Uno de los pocos los retratos del artista es este, de diciembre del 87. |
El artista murió el primero de junio. Su obra tuvo siempre referencia a la imaginería católica.
Jamás hizo concesiones. Autodidacta, riguroso, disciplinado, perfeccionista y amante de su trabajo, Manolo Vellojín desarrolló por más de 50 años una obra en la que, con un lenguaje abstracto, estuvieron presentes temas como la arquitectura mozárabe de Barranquilla, el ritual, el dolor, la vida y la muerte.
Vellojín llegó a Bogotá a comienzos de los años 60. Invitado por su primo, el artista Enrique Grau, pronto comenzó a ser parte de las noches de bohemia de la llamada Colina del desorden, en la calle 26 entre carreras quinta y séptima, donde se vinculó con artistas e intelectuales.
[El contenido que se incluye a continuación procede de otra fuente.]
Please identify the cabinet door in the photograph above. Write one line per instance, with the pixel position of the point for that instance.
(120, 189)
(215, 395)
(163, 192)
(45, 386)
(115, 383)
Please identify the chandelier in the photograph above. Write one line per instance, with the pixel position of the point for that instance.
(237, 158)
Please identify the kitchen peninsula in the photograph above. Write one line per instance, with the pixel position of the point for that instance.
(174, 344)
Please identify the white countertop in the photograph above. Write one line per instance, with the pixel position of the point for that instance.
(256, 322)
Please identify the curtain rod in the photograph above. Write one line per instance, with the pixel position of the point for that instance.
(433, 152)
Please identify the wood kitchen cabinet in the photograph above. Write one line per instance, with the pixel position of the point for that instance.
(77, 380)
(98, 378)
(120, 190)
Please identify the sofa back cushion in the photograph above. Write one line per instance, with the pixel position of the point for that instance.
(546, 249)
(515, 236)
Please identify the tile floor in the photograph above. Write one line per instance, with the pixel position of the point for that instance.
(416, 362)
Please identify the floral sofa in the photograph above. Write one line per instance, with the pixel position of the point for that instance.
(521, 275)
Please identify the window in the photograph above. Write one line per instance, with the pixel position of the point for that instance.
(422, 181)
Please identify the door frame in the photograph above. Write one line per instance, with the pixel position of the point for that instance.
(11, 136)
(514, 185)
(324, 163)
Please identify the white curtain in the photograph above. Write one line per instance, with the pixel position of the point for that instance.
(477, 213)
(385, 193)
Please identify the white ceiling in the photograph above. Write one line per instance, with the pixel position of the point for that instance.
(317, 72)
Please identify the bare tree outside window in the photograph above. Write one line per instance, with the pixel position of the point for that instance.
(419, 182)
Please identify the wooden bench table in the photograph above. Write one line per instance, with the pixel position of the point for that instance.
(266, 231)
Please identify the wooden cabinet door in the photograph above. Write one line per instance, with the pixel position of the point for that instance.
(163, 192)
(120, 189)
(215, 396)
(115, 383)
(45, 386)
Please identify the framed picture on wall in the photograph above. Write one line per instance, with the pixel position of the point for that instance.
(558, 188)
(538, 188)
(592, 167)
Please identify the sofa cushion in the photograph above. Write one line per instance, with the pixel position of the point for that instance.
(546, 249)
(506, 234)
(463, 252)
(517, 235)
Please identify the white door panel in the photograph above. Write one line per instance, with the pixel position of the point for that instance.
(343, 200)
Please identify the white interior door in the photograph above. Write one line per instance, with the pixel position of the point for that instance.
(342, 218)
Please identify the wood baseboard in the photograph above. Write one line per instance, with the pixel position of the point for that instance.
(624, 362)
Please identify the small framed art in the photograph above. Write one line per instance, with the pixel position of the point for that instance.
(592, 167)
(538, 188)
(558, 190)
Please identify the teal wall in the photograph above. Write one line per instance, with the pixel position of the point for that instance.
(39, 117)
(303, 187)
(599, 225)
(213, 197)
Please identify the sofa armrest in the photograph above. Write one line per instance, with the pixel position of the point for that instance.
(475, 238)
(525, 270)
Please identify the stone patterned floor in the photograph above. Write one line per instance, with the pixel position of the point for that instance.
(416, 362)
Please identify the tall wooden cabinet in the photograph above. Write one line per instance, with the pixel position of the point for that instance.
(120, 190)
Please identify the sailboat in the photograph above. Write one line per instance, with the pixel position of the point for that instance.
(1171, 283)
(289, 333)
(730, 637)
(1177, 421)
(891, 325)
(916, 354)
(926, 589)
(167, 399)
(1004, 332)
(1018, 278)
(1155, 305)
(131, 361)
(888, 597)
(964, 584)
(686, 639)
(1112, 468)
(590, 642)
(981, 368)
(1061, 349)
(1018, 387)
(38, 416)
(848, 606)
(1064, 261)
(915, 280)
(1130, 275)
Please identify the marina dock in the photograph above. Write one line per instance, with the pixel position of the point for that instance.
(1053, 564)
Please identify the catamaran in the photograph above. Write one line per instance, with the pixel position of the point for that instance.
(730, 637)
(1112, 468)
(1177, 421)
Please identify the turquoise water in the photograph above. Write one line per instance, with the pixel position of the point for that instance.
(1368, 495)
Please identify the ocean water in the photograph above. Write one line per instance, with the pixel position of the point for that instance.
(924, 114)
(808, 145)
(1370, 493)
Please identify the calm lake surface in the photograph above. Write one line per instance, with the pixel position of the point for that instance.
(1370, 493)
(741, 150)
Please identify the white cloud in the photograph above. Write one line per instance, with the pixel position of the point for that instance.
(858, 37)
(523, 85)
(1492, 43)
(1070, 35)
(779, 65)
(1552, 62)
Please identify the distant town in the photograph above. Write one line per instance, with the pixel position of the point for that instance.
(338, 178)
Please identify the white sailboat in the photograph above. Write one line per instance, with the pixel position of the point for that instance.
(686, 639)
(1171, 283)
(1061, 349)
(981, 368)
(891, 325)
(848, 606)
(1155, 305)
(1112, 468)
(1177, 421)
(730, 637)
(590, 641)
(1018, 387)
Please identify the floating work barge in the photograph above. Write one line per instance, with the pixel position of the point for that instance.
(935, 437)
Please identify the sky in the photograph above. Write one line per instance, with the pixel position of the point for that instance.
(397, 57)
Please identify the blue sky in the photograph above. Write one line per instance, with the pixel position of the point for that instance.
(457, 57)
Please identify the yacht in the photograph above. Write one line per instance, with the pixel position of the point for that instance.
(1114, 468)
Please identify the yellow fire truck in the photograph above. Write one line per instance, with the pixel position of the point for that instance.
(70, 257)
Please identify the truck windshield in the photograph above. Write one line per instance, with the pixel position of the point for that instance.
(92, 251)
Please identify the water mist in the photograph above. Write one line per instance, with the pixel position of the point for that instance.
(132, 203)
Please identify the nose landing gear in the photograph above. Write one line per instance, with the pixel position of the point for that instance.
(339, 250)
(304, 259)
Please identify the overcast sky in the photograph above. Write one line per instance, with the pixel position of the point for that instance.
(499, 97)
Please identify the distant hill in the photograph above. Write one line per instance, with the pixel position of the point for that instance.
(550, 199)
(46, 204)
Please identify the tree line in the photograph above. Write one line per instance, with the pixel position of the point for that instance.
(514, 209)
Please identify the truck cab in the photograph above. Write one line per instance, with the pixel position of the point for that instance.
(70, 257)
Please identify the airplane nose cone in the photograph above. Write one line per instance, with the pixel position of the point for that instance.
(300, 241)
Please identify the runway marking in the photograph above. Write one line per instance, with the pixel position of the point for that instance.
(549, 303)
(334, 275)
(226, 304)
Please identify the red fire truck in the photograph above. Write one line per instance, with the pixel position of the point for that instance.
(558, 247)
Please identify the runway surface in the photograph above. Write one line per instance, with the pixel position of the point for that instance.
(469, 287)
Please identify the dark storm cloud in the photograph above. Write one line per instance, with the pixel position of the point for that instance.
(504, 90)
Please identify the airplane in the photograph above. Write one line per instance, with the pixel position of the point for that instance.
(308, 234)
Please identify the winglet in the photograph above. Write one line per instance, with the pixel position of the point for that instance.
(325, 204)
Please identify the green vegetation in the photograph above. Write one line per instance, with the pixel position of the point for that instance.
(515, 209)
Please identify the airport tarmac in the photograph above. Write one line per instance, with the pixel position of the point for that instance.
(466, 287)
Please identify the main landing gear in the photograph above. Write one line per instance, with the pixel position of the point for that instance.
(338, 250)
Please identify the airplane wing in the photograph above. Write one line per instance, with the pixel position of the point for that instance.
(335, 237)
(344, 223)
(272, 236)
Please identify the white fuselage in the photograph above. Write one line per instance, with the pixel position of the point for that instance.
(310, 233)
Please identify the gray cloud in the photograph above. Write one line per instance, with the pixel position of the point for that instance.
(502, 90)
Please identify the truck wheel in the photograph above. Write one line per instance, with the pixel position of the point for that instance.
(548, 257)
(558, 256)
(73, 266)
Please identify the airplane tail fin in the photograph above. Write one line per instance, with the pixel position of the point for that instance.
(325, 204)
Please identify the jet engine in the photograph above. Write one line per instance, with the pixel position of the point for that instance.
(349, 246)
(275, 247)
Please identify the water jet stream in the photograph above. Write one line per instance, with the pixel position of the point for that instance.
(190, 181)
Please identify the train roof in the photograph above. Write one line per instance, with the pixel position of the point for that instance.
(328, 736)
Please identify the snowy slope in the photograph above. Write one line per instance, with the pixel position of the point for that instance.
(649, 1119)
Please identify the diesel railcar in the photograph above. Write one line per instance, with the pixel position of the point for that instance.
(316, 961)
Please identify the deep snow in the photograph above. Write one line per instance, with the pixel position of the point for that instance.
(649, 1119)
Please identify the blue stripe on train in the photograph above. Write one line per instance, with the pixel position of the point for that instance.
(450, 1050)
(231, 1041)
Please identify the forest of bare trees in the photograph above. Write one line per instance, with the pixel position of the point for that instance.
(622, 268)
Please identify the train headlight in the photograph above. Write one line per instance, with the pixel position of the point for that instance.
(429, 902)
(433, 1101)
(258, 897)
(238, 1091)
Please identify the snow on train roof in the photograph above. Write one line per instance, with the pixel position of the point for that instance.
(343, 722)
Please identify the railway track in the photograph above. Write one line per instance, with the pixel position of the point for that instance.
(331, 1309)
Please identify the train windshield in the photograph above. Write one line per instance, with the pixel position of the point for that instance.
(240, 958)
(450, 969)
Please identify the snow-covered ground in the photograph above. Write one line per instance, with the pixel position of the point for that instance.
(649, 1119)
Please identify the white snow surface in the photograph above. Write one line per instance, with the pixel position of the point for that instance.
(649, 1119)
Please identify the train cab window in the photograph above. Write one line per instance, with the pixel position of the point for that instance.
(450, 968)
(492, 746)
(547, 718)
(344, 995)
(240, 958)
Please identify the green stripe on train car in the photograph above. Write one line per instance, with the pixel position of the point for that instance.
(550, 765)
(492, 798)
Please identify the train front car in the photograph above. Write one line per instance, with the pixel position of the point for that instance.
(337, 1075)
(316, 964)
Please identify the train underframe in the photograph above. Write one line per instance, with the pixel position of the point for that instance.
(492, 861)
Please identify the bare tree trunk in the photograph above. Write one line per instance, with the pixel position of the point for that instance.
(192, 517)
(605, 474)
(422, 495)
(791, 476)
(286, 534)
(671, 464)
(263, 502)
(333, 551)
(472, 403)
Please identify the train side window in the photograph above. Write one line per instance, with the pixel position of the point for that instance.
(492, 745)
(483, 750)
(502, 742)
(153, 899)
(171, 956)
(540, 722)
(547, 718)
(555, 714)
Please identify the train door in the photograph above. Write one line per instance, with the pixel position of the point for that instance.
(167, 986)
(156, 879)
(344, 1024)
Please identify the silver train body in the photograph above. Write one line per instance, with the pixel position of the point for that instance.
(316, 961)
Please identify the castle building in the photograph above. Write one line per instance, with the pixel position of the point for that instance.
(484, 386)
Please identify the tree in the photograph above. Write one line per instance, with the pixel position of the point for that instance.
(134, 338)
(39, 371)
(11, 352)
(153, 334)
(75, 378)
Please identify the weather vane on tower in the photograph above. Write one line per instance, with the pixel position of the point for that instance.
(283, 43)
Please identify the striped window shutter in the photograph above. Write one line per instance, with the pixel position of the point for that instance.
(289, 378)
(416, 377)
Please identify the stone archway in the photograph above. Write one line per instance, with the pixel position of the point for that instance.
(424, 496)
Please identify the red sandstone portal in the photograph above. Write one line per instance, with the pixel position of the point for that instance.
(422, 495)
En 1964, su participación en el salón Intercol de Arte Joven, organizado por Marta Traba y el curador y crítico cubano José Gómez-Sicre, significó un punto de partida para su carrera.
“En sus inicios Manolo realizó dos o tres cuadros de expresionismo abstracto, pero luego emprendió una abstracción más severa. Trabajó el collage con recortes de cintas negras sobre papeles blancos y se dedicó a sus pinturas...”, sostiene el crítico Eduardo Serrano.
Cortesía Museo de Arte Moderno de Bogotá |
Influenciado por el catolicismo y su ornamentación, con la que tuvo contacto en sus años de estudiante del colegio San José de los Jesuitas, de Barranquilla, y marcado por un carácter solitario, reservado y meditativo, ejecutó series con un referente místico y religioso que tituló ‘Vanitas, Beatos, Templos, Ofrendas’ y Responsos. Se interesó por objetos del ritual católico como el cáliz, los relicarios, los palios, las casullas, las telas litúrgicas y los escapularios. Pero la cruz fue el punto estructural de su obra.
Según Álvaro Medina, historiador y crítico de arte, Vellojín aportó una nueva dimensión a la abstracción que en los años 60 realizaban Eduardo Ramírez Villamizar, Ómar Rayo, Fanny Sanín y Carlos Rojas.
“Lo primero que pensé es que era un abstracto más dentro de una tendencia que en el momento tenía auge, pero con los años descubrí que en su pintura hay una originalidad, unos contenidos y una posición mística que no permiten clasificarlo”, comenta Medina.
En ese sentido, el artista Álvaro Barrios, amigo de la infancia, escribió: “No perteneció al posmodernismo de Bernardo Salcedo o de Feliza Bursztyn. Y en el exclusivo club de Negret y Ramírez Villamizar, donde debería estar, no lo aceptan. Espero que el tiempo se encargue de darle su lugar”.
Para Vellojín, concebir la idea de un nuevo trabajo significaba sumergirse en un proceso que podía durar años. Su estudio, un espacio impecable en donde todo parecía dispuesto bajo el mismo orden inflexible de sus cuadros, era un santuario. Acostumbrado a trabajar sobre linos crudos, se acercaba a la tela con un cuidado casi contemplativo antes de crear con acrílico esas líneas rigurosas, acéticas y de impecable factura.
Sus cuadros eran hijos que detestaba soltar. “Solo quiso exponer donde Alonso Garcés, pero le costaba mucho exhibir; nunca iba a sus exposiciones y tampoco le gustaba vender sus cuadros. Quería que sus compradores apreciaran y respetaran la obra tanto como él”, cuenta Elena, su hermana.
La artista Ana Mercedes Hoyos asegura “él no pertenecía al medio (...) No quería que lo sacaran de su entorno, tenía una introversión muy grande, pero también un gran anhelo de comunicar lo que hacía”.
‘Responsos’, muestra realizada en 2007, en la Galería de Garcés, fue la última del artista. “En sus últimos años se exacerbó su condición de ermitaño, pero jamás dejó de pintar porque, para él, el arte siempre fue sagrado –afirma el artista Umberto Giangrandi, uno de los pocos amigos que lo acompañó en los últimos años–. En su estudio dejó más de 200 obras con las que quería hacer algo grande, tal vez una retrospectiva. Siento que merecía más de lo que se le dio. Es muy doloroso que no haya existido nunca un libro con su obra”.
Su última serie –10 cuadros que solo unos pocos conocen– presenta una explosión del color en la que el artista se aleja de los blancos y negros para explorar el verde, el lila y el fucsia.
Poco antes de partir, por petición de una amiga, escribió en un pedazo de papel la última confesión sobre su obra: “Nunca he pintado una mentira”.